Selective serotonin reuptake inhibitors (SSRIs) are prescribed for the treatment of depression worldwide. SSRIs are suspected to increase the risk of suicidal ideation and behavior (suicidality) in children, adolescents, and young adults. We examined the association between SSRI therapy and suicidality by applying a logistic regression model to age-stratified data from the Food and Drug Administration (FDA) Adverse Event Reporting System database. We attempted to mitigate the effect of patient-related factors by data subsetting.
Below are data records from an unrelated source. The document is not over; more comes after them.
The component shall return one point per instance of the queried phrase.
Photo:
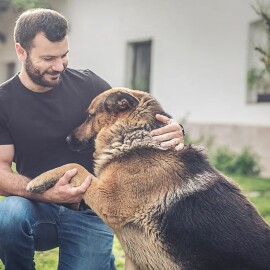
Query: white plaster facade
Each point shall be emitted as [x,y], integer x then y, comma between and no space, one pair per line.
[199,59]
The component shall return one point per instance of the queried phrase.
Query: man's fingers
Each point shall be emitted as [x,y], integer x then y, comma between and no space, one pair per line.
[172,127]
[162,118]
[85,184]
[65,179]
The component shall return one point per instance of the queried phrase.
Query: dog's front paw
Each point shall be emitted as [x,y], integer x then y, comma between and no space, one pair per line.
[38,185]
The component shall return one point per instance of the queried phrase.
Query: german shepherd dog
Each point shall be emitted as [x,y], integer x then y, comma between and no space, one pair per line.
[170,210]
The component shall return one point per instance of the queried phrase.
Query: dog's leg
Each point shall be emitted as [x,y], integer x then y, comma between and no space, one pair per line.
[48,179]
[130,265]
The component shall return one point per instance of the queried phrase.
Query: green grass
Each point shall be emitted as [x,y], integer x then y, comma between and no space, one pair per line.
[256,189]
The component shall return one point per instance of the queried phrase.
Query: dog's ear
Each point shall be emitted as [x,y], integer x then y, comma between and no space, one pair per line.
[120,101]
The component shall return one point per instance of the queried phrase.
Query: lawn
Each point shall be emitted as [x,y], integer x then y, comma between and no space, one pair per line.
[256,189]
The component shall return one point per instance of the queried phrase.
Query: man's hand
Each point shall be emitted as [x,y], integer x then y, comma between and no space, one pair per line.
[171,135]
[64,192]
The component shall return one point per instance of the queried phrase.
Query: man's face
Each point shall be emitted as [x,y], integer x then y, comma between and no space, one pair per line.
[46,61]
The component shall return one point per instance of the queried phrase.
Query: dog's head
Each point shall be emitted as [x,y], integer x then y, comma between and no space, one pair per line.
[112,105]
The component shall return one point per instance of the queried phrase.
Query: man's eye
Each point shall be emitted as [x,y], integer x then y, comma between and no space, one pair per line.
[47,58]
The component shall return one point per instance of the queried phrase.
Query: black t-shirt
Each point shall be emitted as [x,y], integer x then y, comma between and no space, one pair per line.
[37,124]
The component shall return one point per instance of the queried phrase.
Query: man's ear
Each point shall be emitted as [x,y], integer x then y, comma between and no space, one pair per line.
[120,101]
[21,52]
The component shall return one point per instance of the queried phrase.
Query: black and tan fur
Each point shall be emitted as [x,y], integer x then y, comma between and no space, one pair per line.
[170,210]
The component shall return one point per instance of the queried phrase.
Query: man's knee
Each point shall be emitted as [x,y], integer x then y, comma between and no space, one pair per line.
[14,217]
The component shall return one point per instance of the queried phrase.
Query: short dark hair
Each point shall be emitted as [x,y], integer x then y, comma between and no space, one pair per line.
[33,21]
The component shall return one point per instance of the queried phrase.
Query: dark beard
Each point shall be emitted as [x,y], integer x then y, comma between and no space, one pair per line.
[37,77]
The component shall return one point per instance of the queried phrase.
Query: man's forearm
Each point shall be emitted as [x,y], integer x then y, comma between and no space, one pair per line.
[15,184]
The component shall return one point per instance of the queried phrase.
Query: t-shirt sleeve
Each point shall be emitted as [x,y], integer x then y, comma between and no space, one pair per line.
[5,137]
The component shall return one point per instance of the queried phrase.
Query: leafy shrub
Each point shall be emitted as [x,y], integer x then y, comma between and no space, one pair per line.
[243,163]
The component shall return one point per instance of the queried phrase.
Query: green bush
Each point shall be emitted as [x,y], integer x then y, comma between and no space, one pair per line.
[243,163]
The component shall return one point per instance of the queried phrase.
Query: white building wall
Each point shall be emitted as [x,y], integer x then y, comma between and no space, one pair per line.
[199,54]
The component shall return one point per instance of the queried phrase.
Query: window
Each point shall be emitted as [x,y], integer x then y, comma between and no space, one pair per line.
[139,65]
[258,78]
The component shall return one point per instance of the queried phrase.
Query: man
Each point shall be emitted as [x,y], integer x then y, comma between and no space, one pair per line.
[39,107]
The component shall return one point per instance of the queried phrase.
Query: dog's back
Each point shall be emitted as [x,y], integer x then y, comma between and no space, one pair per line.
[215,227]
[203,222]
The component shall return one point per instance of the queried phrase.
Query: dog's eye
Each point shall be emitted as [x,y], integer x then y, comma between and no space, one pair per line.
[90,115]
We selected case reports for SSRIs as referred to in the World Health Organization Anatomical Therapeutic Chemical classification code N06AB. The association between SSRIs and "suicidal events" or "self-harm events" was calculated as a reporting odds ratio (ROR) and adjusted for covariates by logistic regression. For subjects <18 years old (y.o.) the adjusted RORs (95% confidence interval) of SSRI therapy with suicidal events were 9.58 (8.97-10.23) in the whole data analysis and 4.64 (4.15-5.19) in the subset analysis; those with self-harm events were 31.40 (27.71-35.58) and 16.31 (13.12-20.29), respectively. Although the adjusted RORs were lower in the subset analyses than in the whole data analyses, both analyses indicated associations between SSRI treatment and suicidal and self-harm events. In both analyses these associations were stronger in the <18 y.o. group than other age groups. Children and adolescents should be closely monitored for the occurrence of suicidality when they are prescribed SSRIs. In addition, we found that data subsetting might mitigate the effect of an intrinsic risk among patients taking the suspected drug.